Dobrze, że przedstawiciele Akcji Wyborczej Polaków na Litwie nie bagatelizują tych zdarzeń. Z jednej strony tego typu ekscesy litewskich nadgorliwców są efektem stałego podgrzewania na Litwie atmosfery niechęci, czy wręcz nienawiści do Polaków. Z drugiej strony, jeśli nie będzie reakcji na takie sytuacje, jeśli nie będzie ścigania sprawców takich kryminalno-politycznych incydentów przez litewski wymiar sprawiedliwości, to będzie to swoista zachęta do podobnych działań, do kolejnych antypolskich wystąpień. Aż kiedyś dojdzie do jakiegoś prawdziwego nieszczęścia, po którym trudno będzie o normalizację stosunków polsko-litewskich.

Państwo litewskie powinno brać pełną odpowiedzialność za takie i podobne antypolskie wybryki.
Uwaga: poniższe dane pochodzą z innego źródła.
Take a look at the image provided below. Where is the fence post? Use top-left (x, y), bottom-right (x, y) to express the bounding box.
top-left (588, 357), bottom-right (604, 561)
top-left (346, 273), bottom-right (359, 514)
Gdy w 2011 r. dokonano aktu wandalizmu na tle narodowościowym w gminie Puńsk, polegającego na oblaniu farbą 28 tablic z litewskimi nazwami miejscowości, polscy politycy nie tylko solidarnie potępili ten incydent, to jeszcze tablice te zostały odnowione za pieniądze MSW. Litwini powinni w takich sytuacjach brać z nas przykład i rekompensować straty materialne i moralne ponoszone przez naszych rodaków krzywdzonych na Litwie.